Common mode rejection ratio

Before introducing CMRR, it is necessary to reconsider the concept of input common mode voltage. As discussed in the first article of this series, the input common mode voltage of an amplifier is defined as the average voltage shared by two input terminals. This is a very convenient voltage splitting method. This can be achieved by defining Vid or differential input voltage. In current sensing applications, this can also be considered as shunt voltage. Figure 1 provides another definition of input common mode voltage that introduces differential input voltage. Figure 1 also reintroduces the concept of differential mode gain (Adm). The ideal output of a differential amplifier is the product of the differential input voltage and the differential mode gain.

Figure 1: Alternative Definition of Common Mode Voltage [2]

CMRR will affect the accuracy of current sensing solutions. It is a measure of a device's ability to suppress common mode signals. This is important because common mode signals can be displayed as differential signals inside the device, thereby reducing the accuracy of the solution. MRR is usually expressed in linear proportion in product data sheets? V/V) or logarithmic scale (dB). If reported in dB, the worst-case value is the minimum value. If expressed in μ V/V, the worst-case value is the maximum value. To calculate the error caused by the CMRR specification of the device, we need the following information: the worst-case CMRR specification in the data sheet, the common mode voltage test conditions in the data sheet specification table (Vcm pds), and the common mode voltage of the system (Vcm sys).
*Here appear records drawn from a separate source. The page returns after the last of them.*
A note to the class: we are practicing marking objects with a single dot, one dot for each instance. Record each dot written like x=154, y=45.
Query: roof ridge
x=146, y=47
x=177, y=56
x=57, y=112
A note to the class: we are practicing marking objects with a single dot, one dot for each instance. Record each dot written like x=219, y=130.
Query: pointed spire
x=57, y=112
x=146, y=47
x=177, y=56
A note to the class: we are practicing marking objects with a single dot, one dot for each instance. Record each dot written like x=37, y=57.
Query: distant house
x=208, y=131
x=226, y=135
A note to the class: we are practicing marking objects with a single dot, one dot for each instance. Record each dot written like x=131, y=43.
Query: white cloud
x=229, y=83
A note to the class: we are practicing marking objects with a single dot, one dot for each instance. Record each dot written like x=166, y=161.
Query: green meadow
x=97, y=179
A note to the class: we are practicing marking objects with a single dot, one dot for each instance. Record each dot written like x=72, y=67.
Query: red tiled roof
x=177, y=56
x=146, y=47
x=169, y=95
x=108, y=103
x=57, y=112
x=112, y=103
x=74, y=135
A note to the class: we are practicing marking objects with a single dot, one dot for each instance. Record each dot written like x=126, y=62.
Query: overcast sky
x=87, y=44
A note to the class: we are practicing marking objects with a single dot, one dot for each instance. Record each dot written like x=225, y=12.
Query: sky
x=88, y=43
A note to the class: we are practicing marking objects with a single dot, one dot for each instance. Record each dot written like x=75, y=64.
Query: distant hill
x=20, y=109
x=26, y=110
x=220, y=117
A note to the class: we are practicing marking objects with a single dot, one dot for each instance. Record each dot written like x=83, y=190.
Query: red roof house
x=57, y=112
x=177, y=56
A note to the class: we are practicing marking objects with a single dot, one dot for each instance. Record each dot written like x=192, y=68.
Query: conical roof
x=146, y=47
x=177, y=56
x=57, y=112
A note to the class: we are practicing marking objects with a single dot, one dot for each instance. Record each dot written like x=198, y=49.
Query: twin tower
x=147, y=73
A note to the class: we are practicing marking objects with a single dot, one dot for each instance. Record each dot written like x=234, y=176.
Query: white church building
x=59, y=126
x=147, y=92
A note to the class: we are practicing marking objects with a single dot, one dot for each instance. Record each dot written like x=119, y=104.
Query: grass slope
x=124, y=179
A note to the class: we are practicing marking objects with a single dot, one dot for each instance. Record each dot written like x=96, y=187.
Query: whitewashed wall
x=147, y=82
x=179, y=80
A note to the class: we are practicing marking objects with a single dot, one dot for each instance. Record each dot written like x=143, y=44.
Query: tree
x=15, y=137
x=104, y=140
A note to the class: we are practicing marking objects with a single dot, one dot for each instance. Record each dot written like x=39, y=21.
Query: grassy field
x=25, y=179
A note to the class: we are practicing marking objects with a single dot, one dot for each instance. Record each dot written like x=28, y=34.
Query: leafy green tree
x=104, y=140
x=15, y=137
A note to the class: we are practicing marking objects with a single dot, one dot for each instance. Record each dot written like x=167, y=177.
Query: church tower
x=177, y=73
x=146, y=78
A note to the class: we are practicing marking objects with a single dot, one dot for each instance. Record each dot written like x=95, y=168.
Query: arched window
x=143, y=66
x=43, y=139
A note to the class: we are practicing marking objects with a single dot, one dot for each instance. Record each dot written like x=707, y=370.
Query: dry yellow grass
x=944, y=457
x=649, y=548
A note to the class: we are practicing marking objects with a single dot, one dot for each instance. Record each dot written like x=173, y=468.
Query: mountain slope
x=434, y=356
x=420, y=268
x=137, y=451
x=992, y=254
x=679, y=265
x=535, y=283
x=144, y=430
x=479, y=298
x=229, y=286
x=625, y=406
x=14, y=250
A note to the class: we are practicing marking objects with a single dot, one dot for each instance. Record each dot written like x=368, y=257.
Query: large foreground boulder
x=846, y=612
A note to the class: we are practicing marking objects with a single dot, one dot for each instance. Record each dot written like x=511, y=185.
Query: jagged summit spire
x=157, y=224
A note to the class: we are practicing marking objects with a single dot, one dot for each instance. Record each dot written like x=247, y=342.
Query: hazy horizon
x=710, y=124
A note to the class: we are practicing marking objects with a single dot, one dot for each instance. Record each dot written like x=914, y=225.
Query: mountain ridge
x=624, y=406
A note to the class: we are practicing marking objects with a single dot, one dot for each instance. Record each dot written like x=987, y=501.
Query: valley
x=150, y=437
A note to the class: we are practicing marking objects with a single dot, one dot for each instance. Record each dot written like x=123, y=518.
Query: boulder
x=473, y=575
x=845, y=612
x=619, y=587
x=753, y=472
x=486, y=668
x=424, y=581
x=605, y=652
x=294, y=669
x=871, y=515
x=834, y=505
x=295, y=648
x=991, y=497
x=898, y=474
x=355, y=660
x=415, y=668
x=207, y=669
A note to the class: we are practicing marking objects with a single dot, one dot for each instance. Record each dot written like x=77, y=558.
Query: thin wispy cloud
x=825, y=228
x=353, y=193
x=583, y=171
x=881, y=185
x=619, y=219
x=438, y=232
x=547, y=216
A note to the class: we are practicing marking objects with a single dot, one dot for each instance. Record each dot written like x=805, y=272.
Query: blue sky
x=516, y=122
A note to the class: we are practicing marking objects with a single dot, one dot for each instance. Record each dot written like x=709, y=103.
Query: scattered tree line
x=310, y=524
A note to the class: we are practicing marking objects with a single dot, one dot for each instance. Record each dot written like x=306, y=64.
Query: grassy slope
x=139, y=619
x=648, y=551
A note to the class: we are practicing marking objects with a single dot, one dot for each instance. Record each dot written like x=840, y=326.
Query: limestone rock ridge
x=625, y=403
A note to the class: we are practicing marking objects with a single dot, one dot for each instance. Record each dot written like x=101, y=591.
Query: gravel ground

For example, suppose we have a system with a common mode voltage of 50V (Vcm sys) and a nominal parallel voltage of 5mV. Let's use INA170 to calculate the error, with a worst-case CMRR specification of 100dB (min) and Vcm pds=12V.

Since the standard is measured in decibels, we need to convert it to a linear scale, as shown in Equation 4. Now we calculate the error as shown in equation 5. To reduce the error contribution caused by CMRR, we have two options: increasing the parallel voltage or choosing a device with better CMRR performance. Changing the Vcm system is usually not a realistic choice as it is determined by the application. The processing method of CMRR aims to enable readers to quickly and effectively understand how it affects measurement accuracy [1,3,4].

Power suppression ratio

PSRR is a measure of the variation in Vos caused by changes in power supply voltage. The error caused by PSRR can be calculated in a manner similar to CMRR.

To calculate the error caused by the PSRR specification of the device, we need the following information: the worst-case PSRR specification in the data sheet, the power supply voltage test conditions in the data sheet specification table (Vs pds), and the power supply voltage (Vs sys) that will power the devices in the system. For example, the worst-case PSRR specification for INA170 is 10? V/V (maximum value), Vs pds=5V. If the device actually provides 30V (Vs sys), the error caused by PSRR is calculated as shown in Equation 6. As with the previous example, we assume a shunt voltage of 5mV. To reduce the error contribution caused by PSRR, we have two options: increasing the parallel voltage of the current sensor or choosing a device with better PSRR performance. Changing Vs sys is usually not a realistic choice as it is typically determined by the application. In this specific example, PSRR has been specified in μ V/V. If the value is in dB, it must be converted to linearity before applying equation 6.